Nothing, however, could be further from the truth: The Big To Do is well up to their usual standard, and it's soon to be followed, they claim, by their "R&B Murder Ballad Album" Go Go Boots, which sounds like it could be even better. As before, The Big To Do is stuffed with literate storytelling songs situated in the band's native Deep South milieu, delivered in sometimes brutally authentic voices. "Birthday Boy", for instance, opens with the great line, "'Which one's the birthday boy?' she said, 'I ain't got all night'" – a handful of words evoking all the sleazy shame of an adolescent "celebration" with cheap booze and hookers.

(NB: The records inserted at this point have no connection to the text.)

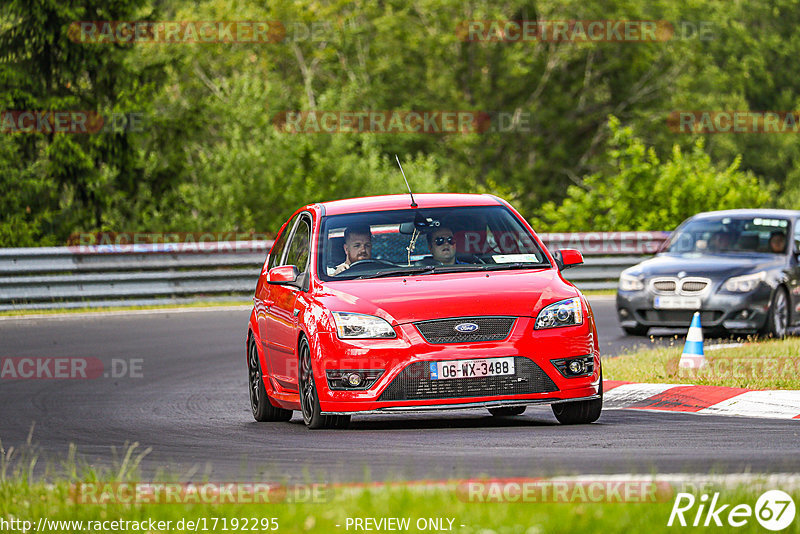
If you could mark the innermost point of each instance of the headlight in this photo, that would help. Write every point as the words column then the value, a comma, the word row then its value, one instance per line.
column 356, row 325
column 630, row 283
column 744, row 284
column 562, row 313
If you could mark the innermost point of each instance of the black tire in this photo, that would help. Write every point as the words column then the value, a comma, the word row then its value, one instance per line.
column 579, row 412
column 638, row 330
column 777, row 314
column 260, row 405
column 507, row 411
column 309, row 400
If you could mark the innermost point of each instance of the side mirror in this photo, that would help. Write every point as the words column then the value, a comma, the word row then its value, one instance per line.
column 285, row 275
column 568, row 257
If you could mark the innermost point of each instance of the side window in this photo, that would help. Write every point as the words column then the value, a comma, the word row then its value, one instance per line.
column 796, row 236
column 280, row 244
column 299, row 247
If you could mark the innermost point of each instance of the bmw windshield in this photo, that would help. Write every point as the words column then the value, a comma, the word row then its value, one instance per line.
column 417, row 241
column 730, row 235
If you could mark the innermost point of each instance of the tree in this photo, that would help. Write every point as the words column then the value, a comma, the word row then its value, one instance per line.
column 638, row 191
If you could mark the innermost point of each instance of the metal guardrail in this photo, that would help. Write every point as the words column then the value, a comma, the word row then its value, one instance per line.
column 108, row 275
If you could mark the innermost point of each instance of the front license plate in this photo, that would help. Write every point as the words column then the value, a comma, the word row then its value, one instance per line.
column 472, row 368
column 677, row 303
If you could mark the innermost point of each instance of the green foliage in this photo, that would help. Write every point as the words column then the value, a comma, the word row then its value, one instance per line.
column 211, row 159
column 639, row 191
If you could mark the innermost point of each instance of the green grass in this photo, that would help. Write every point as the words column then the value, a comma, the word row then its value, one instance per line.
column 765, row 364
column 60, row 311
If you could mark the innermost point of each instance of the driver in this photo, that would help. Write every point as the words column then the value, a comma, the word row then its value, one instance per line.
column 443, row 246
column 777, row 241
column 357, row 247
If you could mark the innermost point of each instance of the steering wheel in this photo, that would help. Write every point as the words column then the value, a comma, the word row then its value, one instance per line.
column 364, row 265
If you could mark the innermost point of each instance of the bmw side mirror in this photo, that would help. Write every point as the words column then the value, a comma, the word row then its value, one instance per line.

Sometimes, songwriter Patterson Hood needs only the right title to bring an entire world to life – as with "This Fucking Job", a bilious rant against a system that forces the protagonist's family to "live on fast-food wages".
But the lives depicted in Hood's songs are not just the clichéd underclass complaints of some pious, protesting folkie; instead, a vein of droll, trailer-trash graveyard humour and unforeseen twists makes songs like "Drag The Lake Charlie" and "The Wig He Made Her Wear" the musical equivalents to My Name Is Earl. In the former, two sad-sack cops searching for missing low life Lester hope they find him drowned, as they don't want to face the wrath of his wife Wanda if he turns up drunk in town again; while in "The Wig He Made Her Wear", Hood relates the true story of a wife who murders her churchgoing, pillar-of-the-community husband, but gets a short sentence for voluntary manslaughter by claiming his imposition of depraved sexual demands as extenuation, including the high heels and wig he forced her to wear. Upon her re-emergence from jail, however, she's observed still wearing them.

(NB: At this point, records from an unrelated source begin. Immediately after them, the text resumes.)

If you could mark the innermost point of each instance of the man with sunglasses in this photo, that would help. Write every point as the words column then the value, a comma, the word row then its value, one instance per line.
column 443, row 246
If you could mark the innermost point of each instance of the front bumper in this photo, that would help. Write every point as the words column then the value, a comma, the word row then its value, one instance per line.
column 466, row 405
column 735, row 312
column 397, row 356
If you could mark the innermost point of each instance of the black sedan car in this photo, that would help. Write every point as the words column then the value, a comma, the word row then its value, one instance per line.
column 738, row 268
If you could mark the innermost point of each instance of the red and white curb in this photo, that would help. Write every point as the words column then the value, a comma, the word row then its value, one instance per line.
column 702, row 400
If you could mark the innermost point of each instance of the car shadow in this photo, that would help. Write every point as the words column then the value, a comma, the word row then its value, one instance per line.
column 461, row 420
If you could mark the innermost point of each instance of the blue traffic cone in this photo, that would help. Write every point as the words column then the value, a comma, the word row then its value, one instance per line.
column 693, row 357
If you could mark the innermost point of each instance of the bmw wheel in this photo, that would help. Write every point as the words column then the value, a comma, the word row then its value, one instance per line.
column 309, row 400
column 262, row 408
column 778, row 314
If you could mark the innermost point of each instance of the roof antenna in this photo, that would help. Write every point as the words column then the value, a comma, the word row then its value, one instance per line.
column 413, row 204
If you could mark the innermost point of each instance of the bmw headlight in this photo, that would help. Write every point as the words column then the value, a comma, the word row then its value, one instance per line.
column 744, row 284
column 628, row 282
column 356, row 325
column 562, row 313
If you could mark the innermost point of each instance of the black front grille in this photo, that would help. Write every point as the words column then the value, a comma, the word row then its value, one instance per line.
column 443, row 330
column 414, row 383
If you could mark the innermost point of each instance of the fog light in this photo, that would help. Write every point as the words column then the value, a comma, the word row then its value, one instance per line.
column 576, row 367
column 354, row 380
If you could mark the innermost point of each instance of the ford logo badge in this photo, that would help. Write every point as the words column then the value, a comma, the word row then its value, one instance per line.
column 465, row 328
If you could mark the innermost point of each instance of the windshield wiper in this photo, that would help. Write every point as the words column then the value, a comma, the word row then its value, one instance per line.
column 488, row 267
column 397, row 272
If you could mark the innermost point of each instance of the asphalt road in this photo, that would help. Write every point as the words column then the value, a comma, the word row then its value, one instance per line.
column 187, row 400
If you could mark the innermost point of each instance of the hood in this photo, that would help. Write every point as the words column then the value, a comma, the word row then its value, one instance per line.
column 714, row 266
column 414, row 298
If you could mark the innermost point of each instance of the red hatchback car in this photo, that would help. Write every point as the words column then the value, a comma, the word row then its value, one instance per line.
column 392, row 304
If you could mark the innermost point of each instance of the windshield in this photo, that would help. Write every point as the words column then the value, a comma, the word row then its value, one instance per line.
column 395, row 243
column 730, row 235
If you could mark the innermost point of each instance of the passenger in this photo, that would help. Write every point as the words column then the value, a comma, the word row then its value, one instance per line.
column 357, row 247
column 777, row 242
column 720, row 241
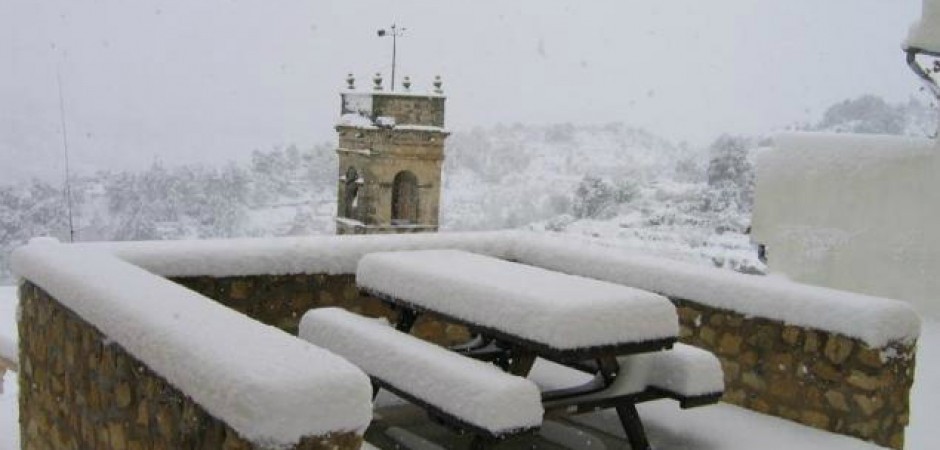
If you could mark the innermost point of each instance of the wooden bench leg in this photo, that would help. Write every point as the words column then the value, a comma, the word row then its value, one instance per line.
column 633, row 426
column 406, row 320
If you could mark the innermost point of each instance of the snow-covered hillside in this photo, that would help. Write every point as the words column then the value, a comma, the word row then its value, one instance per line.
column 612, row 183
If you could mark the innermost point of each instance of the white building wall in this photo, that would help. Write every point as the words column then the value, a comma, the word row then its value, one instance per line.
column 860, row 213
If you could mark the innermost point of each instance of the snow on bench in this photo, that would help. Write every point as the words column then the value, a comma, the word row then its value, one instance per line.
column 269, row 386
column 490, row 401
column 875, row 320
column 550, row 308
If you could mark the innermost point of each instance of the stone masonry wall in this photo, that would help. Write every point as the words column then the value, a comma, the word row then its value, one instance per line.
column 79, row 391
column 813, row 377
column 809, row 376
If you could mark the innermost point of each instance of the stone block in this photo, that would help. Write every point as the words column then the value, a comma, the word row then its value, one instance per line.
column 730, row 344
column 838, row 348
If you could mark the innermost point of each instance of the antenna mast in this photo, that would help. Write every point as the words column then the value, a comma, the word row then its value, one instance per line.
column 395, row 32
column 65, row 146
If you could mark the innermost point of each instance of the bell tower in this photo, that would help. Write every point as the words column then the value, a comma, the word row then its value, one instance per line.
column 391, row 149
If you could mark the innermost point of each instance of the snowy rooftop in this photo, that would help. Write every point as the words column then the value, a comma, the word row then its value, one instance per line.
column 925, row 33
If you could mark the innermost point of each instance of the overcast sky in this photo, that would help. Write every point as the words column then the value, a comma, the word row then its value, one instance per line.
column 210, row 80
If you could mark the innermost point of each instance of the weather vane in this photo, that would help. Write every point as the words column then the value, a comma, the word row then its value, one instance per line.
column 394, row 32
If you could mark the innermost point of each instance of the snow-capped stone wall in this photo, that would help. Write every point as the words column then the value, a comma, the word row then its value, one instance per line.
column 849, row 356
column 82, row 390
column 131, row 353
column 818, row 378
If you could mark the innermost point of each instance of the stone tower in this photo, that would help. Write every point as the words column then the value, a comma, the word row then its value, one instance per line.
column 391, row 148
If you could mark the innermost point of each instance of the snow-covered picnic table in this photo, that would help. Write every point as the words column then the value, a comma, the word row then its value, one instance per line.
column 625, row 337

Elsewhere, "Get Downtown" is a big-hat, honky-tonk number, in which a wife turfs out the jobless couch-spud husband "uglying up the house", with brusque instructions to find himself a wage. Musically, it's the exception on The Big To Do, for which the Truckers have reverted to something close to the big rock sound of their 2002 classic Southern Rock Opera, with waspish slide-guitar and organ fattening up the monster guitar riffs, and plaintive harmonies punctuating Hood's drawled tales from life's other side.